On Sat, Jan 28, 2012 at 10:31 AM, Jerzy Karczmarczuk <jerzy.karczmarczuk@unicaen.fr> wrote:
Benjamin Root about my miserable event problem : I thought I told you. Probably I am doing something utterly false, but my distilled problem is that I am generating events from within a callback.
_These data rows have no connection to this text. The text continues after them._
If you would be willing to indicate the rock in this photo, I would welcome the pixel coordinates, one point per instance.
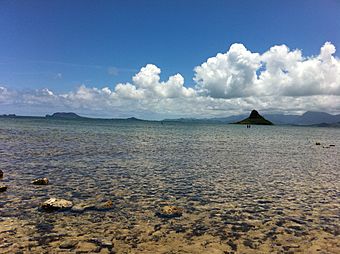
(255, 118)
(70, 244)
(79, 208)
(54, 204)
(40, 181)
(86, 247)
(3, 188)
(169, 212)
(105, 206)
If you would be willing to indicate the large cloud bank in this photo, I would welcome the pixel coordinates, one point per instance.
(237, 81)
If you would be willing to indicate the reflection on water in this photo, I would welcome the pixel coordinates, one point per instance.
(258, 190)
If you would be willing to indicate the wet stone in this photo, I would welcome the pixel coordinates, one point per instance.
(54, 204)
(169, 212)
(105, 206)
(40, 181)
(80, 208)
(232, 245)
(70, 244)
(3, 188)
(249, 243)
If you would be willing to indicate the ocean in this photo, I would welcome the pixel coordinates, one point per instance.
(267, 189)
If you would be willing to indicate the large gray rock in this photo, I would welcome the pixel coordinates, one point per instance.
(54, 204)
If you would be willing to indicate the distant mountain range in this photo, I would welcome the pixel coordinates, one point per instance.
(255, 118)
(309, 118)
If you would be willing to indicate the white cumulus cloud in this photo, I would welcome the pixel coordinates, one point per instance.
(277, 80)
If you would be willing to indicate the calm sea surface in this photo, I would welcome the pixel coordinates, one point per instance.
(268, 189)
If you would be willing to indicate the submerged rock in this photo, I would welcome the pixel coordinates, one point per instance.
(69, 244)
(105, 206)
(54, 204)
(40, 181)
(170, 212)
(79, 208)
(3, 188)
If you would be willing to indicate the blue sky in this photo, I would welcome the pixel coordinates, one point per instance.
(61, 45)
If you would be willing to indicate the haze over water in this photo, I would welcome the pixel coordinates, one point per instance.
(268, 189)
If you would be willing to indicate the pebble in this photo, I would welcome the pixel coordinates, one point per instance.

Here you are a complete skeleton program.

from pylab import *
from matplotlib.cbook import *
from matplotlib.widgets import Button
fig=figure()
ax = fig.add_subplot(1,1,1)
xis=axis([0,1,0,1])
subplots_adjust(left=0.1, bottom=0.1)
clrax = axes([0.67, 0.02, 0.08, 0.04])
clbut = Button(clrax, 'Clear', color="1.0")
goax = axes([0.88, 0.02, 0.08, 0.04])
gobut = Button(goax, 'Go', color="#40ffa0")
cbacks = CallbackRegistry()

def line(*evt):
    plot(rand(2),rand(2)) ; draw()
    cbacks.process('line_', None)

linv  = cbacks.connect('line_', line)

def clr(ev=None): del ax.lines[:]
clbut.on_clicked(clr)
def start(evt): cbacks.process('line_', None)
gobut.on_clicked(start)

subplot(1,1,1) 
show()
The function line() is the main iterative engine, a "loop" without looping. It should post an event which re-launches it, and still leaving the master loop active, so I can clear the figure.

Nope. This is a recursive call.
Python bombs after a while, recursive limit exceeded, and only then the Clear button wakes up.
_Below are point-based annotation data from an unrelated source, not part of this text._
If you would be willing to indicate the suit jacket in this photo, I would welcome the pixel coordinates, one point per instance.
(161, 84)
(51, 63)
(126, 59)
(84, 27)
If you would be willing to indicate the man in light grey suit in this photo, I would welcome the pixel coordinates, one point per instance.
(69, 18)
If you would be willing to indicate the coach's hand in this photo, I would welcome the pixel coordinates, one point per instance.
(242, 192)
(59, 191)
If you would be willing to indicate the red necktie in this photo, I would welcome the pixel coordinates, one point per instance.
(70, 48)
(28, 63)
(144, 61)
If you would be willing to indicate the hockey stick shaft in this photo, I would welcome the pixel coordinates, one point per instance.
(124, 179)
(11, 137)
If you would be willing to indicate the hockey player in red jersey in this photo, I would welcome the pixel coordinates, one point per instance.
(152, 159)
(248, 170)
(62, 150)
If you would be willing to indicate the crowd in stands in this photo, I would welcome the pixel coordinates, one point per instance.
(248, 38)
Thank you for your effort.

Jerzy


Jerzy,

So, where is your terminating condition?  Of course it will continuously call itself if you have nothing to stop it.  Protect that call to "process" with some sort of if-statement and use "evt" to carry some sort of state that can be tested in that if-statement.

For example, I modified your example to use "evt" to carry an integer.  The call to process() is protected by an if-statement that checks to see if evt is less than 10, and the call to process passes "evt + 1".  The initial call to process passes a value of zero.  The program then produces 10 random lines just fine when I press "Go".

Does that help clear up your problem?